Unless it’s because the work, like Dali’s Dream of Venus (see earlier blog post), is a triptych, though I don’t know why that should make any difference.
Landscape with Girl Skipping Rope, while beautiful and adroitly painted, as always, is also puzzling to me. Why would Dali paint such a massive, three-section canvas that’s almost entirely a large, open, empty space?
What we do know is that Salvador Dali was fascinated by the double-image of a girl skipping rope and how her form echoes the shape of a bell in a tower, which we see at the top of the tower in the painting’s middle distance.
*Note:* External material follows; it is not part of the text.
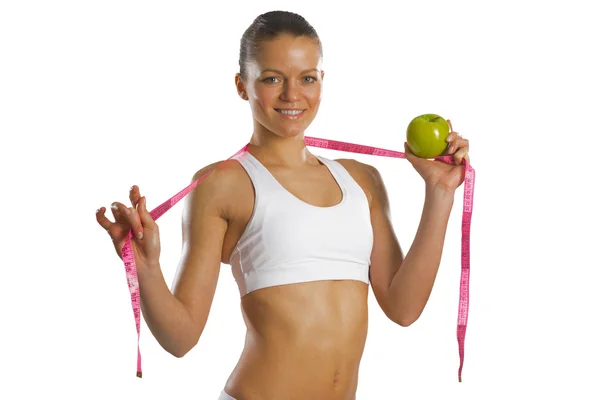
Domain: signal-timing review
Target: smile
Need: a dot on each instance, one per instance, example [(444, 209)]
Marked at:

A nearly identical structure appears in Dali’s Poetry of America of 1943. And the rope-skipping girl is a motif found in many other Dali works – paintings as well as such prints as Transcendent Passage. Surely it all harks back to images from his childhood, many of which he tenaciously hung onto throughout his adult life.
One theory I have about the open, empty space in this picture is that it might have been inspired by the iconic and haunting Christina’s World by American painter Andrew Wyeth. Another, perhaps more likely, is that Dali’s dreams frequently featured these kinds of endless areas of empty, often eerie spaces in which small, seemingly helpless or at least vulnerable figures found themselves.
A few years ago, the wall-size work – which is in the Museum Boymans van-Beuingen in Rotterdam and formerly owned by Dali patron and friend Edward F.W. James – underwent restoration and conservation efforts, as you can see in the accompanying photograph. For me, it’s kind of intriguing to see the big canvas in a kind of laboratory environment, the beneficiary of meticulous care that will help ensure the surrealist work lasts forever.